Design and construction
- Architect: Rafael Viñoly
- Developer: Bizzi & Partners Development
- Structural engineer: DeSimone Consulting Engineers

References

= 125 Greenwich Street =

Residential skyscraper in Manhattan, New York

125 Greenwich Street (also known as 22 Thames Street) is a residential skyscraper in the Financial District in Lower Manhattan, New York City. The tower is two blocks south of One World Trade Center on the site of the former Western Electric building, and directly across from the site of the demolished Deutsche Bank Building. The building was designed by architect Rafael Viñoly, with interiors designed by British duo March & White. The tower stands at a height of 912 ft, making it the 29th tallest building in the city.

==History==
The original building at this address was a 10-story telephone factory built in 1888–1889 for Western Electric and sold in the 1980s to the American Stock Exchange. It was demolished decades later by further property investors for the skyscraper. In September 2014, it was announced that the tower would stand 1,356 ft, with 77 floors and 128 residential units. The foundation of the building was completed in June 2016. In 2017, the building's height was revised to 912 ft, with 88 floors and 273 units.
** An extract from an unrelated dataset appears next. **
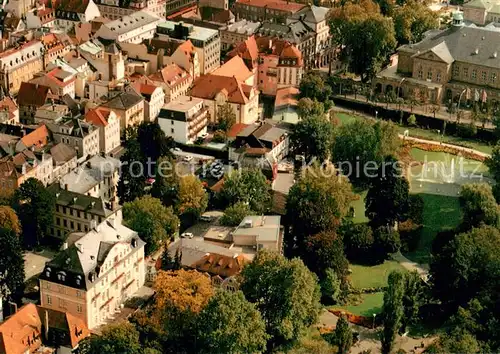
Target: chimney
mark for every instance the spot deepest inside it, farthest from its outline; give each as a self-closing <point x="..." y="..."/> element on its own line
<point x="46" y="324"/>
Sales of the building's residences first began in 2017. Sales of condos in the building were slow, and were eventually paused, but resumed in 2024. The building was refinanced in April 2025 with a $350 million loan from a syndicate led by Fortress Investment Group.

On the morning of March 20, 2024, a fire occurred on the roof of the building. The fire was caused by welding igniting insulation, and the New York City Fire Department was able to extinguish the fire.

==Architecture==
The tower has distinctly rounded corners with curved floor-to-ceiling glass. The building is nearly column-free, and two I-beam-shaped shear walls that run vertically through the slender tower support the floors of the building. The top three floors contain amenities including entertainment space, private dining rooms, a fitness center, lap pool, and a spa. The building has 272 apartments ranging from studios to three-bedroom variants.